The “Poilus” - infantry soldiers in the French army, especially during WWI - are waiting to leave for the battlefield. Among them, Ferdinand, a young hare, is playing the harmonica. A signal is given, the attack begins. It’s on the no man’s land that he first encounters his enemy, a horrible creature.
This short film is intriguing. Why the juxtaposition of the car in the opening scene and the tank? Is it humanity and war?
The harmonica, like Ivan Denisovich's clean spoon, is his clinging to humanity. And when he killed the soldier wearing a different color, he killed himself - metaphorically.

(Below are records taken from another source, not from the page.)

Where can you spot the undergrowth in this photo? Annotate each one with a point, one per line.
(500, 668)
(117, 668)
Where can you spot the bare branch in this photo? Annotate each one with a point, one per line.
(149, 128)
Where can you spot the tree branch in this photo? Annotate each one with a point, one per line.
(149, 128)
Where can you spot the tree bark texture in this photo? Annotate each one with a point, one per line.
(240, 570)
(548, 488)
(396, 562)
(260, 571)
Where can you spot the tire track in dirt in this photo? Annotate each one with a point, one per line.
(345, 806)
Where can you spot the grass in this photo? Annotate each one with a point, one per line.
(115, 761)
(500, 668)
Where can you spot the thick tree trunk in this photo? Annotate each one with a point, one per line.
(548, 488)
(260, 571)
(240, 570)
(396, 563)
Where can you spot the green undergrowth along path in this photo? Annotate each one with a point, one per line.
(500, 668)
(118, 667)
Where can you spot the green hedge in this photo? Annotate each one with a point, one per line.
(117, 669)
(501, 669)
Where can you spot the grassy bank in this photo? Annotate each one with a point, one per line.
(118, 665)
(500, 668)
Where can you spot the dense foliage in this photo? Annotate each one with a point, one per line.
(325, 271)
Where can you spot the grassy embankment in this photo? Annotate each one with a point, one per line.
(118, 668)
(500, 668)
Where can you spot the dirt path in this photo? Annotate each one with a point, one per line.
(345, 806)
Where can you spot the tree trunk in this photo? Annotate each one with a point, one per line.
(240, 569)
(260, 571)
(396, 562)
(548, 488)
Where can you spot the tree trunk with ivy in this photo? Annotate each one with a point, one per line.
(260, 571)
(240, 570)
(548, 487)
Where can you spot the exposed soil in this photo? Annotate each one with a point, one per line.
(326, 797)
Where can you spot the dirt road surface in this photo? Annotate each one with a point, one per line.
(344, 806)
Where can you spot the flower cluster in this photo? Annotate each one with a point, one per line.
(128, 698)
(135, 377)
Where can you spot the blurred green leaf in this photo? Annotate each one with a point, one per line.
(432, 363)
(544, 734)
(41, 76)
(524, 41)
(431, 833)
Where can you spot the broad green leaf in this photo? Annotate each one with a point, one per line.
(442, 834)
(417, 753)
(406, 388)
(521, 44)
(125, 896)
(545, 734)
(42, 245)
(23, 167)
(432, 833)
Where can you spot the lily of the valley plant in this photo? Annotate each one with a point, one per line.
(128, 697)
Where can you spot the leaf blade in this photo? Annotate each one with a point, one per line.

But also literally. Playing in the open battlefield was, essentially, suicide. All the soldiers heard him - and one might argue, were inspired by him - but then a shot rang out. Before the whistle.
But who shot him?
The soldier clenching his fist is in blue, just Ferdinand. Did his own commander kill him? The one who ripped his little bit of humanity left and stomped it in the dirt? Or was it the enemy?
And who is the enemy?
Using bunnies is brilliant because any association we have with them is kind and fluffy and a perfect gift for any child of any age because they're harmless! Bunnies don't fight wars. Bunnies don't kill - our enemies do.
Once humans are taken out of the film, everyone can be anyone, which, I think, is the point.
The line between them and us is instantly blurred. All the bunnies look the same, act the same, and twitch the same. Suddenly, any one of us can be any one of them. And anyone of us can choose to play the harmonica, or pull the trigger.